Today we’re heading a little bit away from our normal fare of religion and politics into the world of law and musical copyright. In particular, the rather extraordinary judgment handed down against Robin Thicke and Pharrell Williams for their song “Blurred Lines,” in favor of the family of Marvin Gaye, for allegedly infringing the estate’s copyright on “Got to Give it Up.” Now, there are many reasons not to like the Thicke-and-Williams penned “Blurred Lines,” primary among them being the song’s explicit suggestion that a woman’s consent is a blurred line, and it’s implicit mysogyny. But copyright infringement is not one of those reasons.
To recap the basics, a copyright is one of three forms of intellectual property that is recognized not only in the United States, but basically around the world. The three basic forms of intellectual property are copyrights, patents and trade marks. Very oversimplified, a copyright is a right in the authorship of a work, including books, paintings and music, among others; a patent is a right granted to the inventor of a product or process that solves a specific technological problem, and a trade mark is a sign, symbol, logo or design which distinguishes a business, or the goods and services produced by a business, from other businesses, goods and services. In the musical context copyrights can be in (1) musical composition (i.e. the sheet music) or (2) in the musical recording itself, and the two are treated separately. So, for example, if somebody wants to sample parts of a tune for a new recording, they have to get permission from the owner of the sound recording; if a band wants to play a cover tune, they have to get permission from the owner of the sheet music. Historically, in sheet music the primary components that were copyrightable were the melody and the lyrics. What was not generally copyrightable was the harmony (i.e. chord changes) and the rhythm. Or the feel of the song.
This schema — which was hardly all that clear to begin with — has been significantly disturbed by a $7.4 million verdict that Marvin Gaye’s estate won against Thicke and Williams for infringing on Marvin Gaye’s 1977 hit “Got to Give it Up.” Now, Thicke and Williams readily admitted that they were looking for a sound like “Got to Give it Up,” but as songwriters like Bonnie McKee and others have pointed out, trying to go for a similar sound is something that is done all the time in the music industry. One couldn’t even have a genre, like Disco — and maybe Disco’s not a good example because everyone now hates it — but one couldn’t have a genre without imitating a lot of the elements of the songs that are in that genre. So along came this verdict, decided back on March 10th, that Blurred Lines infringed the copyright of Got to Give it Up because it copied the “feel” and “vibe” of the tune.
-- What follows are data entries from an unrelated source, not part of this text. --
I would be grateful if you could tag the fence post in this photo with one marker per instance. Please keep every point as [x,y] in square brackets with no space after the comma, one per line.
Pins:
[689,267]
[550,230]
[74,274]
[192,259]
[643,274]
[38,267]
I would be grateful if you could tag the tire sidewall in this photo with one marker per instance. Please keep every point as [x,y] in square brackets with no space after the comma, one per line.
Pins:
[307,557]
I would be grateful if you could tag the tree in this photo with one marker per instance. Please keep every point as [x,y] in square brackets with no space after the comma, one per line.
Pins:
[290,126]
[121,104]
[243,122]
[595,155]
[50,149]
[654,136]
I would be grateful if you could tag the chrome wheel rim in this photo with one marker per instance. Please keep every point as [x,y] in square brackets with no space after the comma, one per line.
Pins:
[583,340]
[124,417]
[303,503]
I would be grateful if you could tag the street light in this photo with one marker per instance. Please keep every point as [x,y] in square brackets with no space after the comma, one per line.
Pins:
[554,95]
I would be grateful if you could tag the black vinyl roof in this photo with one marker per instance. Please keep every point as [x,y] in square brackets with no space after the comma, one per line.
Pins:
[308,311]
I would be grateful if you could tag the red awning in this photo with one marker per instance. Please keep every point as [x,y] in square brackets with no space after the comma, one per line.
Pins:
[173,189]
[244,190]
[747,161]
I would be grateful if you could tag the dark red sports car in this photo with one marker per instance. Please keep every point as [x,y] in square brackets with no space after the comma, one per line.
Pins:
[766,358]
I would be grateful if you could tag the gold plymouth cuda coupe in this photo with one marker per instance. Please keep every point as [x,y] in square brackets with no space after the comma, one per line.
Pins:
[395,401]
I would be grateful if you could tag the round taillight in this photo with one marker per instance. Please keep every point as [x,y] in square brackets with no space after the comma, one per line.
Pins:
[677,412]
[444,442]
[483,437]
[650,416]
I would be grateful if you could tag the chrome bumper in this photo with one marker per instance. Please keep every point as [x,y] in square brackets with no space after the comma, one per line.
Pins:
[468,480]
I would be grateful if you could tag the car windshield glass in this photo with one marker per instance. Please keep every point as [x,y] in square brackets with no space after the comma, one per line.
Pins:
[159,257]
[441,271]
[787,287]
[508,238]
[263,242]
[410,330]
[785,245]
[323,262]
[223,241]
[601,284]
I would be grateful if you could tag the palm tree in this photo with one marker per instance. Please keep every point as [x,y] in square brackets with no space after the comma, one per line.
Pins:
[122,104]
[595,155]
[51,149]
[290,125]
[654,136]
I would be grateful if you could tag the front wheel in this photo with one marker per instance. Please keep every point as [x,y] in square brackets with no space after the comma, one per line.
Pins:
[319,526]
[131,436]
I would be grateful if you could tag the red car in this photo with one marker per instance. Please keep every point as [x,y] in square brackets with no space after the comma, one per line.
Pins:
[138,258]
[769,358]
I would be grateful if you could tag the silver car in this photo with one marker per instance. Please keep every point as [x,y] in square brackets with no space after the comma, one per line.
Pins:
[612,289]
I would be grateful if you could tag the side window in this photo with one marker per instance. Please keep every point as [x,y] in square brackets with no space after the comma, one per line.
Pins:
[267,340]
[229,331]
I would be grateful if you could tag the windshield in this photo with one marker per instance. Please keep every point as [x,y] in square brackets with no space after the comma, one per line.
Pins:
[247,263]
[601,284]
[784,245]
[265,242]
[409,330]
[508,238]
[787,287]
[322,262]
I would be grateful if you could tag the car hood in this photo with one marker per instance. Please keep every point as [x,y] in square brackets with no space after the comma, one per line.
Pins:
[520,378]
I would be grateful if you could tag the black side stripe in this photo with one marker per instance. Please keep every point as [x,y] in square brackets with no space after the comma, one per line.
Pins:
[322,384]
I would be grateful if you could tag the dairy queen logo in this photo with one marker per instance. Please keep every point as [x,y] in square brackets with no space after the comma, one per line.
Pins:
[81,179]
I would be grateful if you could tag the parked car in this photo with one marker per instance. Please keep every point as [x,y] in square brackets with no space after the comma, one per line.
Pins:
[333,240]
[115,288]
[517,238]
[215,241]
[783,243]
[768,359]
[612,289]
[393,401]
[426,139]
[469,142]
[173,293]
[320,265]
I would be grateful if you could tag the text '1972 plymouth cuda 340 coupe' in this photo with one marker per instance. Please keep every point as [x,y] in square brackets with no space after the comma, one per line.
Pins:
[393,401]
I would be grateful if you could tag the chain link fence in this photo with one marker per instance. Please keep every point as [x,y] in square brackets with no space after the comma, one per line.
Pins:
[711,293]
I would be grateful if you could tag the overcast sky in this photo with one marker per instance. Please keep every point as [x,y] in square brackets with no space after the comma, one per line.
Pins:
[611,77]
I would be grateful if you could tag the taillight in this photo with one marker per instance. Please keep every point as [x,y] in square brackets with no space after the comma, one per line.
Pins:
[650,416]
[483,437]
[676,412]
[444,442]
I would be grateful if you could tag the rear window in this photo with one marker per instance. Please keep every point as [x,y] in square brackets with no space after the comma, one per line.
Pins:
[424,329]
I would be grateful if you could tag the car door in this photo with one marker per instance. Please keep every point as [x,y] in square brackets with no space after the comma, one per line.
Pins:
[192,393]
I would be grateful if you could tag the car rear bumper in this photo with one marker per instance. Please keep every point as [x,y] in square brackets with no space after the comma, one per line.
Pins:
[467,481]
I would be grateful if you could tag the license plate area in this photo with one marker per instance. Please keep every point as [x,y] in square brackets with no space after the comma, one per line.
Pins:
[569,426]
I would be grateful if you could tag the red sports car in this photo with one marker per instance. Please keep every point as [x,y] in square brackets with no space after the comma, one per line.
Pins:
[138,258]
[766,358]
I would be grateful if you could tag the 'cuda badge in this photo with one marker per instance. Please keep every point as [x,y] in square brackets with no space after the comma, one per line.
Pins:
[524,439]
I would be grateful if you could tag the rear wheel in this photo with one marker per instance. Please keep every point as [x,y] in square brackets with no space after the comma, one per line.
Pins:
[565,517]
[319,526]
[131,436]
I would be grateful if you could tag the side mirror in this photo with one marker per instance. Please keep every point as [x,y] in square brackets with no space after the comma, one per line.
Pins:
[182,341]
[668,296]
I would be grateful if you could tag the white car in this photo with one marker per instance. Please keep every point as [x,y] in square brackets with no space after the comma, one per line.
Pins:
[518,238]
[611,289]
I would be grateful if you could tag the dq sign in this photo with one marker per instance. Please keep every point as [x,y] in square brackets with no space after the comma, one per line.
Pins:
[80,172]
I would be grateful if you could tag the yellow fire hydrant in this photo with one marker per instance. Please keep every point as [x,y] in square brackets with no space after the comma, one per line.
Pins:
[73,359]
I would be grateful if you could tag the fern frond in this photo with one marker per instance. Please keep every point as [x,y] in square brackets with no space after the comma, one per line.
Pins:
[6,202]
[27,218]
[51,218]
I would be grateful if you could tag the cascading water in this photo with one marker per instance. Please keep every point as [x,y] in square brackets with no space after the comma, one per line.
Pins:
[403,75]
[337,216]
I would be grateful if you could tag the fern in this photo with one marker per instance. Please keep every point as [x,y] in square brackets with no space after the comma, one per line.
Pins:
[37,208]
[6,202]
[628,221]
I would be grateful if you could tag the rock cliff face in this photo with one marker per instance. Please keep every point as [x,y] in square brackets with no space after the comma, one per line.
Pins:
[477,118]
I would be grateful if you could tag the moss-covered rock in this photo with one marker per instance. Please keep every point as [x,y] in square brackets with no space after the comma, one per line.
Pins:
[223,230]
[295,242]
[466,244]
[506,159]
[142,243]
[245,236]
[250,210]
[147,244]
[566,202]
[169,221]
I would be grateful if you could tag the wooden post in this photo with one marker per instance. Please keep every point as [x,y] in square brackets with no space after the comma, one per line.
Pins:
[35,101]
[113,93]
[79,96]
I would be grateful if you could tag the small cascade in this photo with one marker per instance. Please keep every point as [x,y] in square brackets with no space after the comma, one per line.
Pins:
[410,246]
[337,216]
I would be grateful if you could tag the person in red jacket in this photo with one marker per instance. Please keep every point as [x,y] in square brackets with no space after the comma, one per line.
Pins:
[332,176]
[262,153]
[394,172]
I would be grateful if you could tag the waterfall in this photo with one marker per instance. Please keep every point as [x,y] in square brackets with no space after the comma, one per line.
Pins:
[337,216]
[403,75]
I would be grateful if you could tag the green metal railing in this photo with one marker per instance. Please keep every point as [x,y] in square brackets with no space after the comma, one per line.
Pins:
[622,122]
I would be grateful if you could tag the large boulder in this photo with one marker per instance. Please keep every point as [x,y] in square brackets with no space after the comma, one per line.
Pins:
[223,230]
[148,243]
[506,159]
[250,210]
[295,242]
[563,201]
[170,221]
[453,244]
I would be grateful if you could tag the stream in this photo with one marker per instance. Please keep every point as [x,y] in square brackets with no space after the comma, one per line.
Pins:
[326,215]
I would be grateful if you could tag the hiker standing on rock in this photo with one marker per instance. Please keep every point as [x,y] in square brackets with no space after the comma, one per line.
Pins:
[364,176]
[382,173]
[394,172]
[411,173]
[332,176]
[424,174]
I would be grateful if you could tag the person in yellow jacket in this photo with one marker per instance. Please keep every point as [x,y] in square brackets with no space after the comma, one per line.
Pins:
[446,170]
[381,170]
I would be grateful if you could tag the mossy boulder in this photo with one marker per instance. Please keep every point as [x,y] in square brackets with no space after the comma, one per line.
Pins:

First of all, the business aspects of the music industry are already unsavory, and this verdict, if not overturned on appeal, is likely to make them more unsavory. It is also likely (pun intended) to blur the lines between what is and what is not legal. There are only so many ways in which notes can be arranged that are truly original, and most of that territory has already been covered (unless you want to spend the rest of your life listening to things like 12-tone music, and trust me, you don’t). There is so much in music that is copied every day. To give but two examples: the 12-bar blues and the classic 50’s I-VI-IV-V progression. There are literally thousands of tunes that are based on one of these two progressions. If you assigned copyrights to those progressions, somebody’s estate would get very rich — if you could even determine who thought of these progressions first — and everybody else would get very poor paying homage to whomever got their first.
Music should not work that way. Yes, when you’ve written a specific melody and lyrics, you should be able to copyright that work without having someone else come in and use your song for free. And Lord knows, many white musicians stole the songs of black songwriters back in the day, and those songwriters should have been compensated for what they wrote. But those thefts were blatant. There was no doubt the songs were stolen. But to try to copyright a vibe or a feel? That’s just wrong.
As much as I like Marvin Gaye, his family is wrong. Thicke and Williams did not steal Marvin Gaye’s song, they just wrote something that was intended to emulate his vibe. And that is, and should remain, completely legal.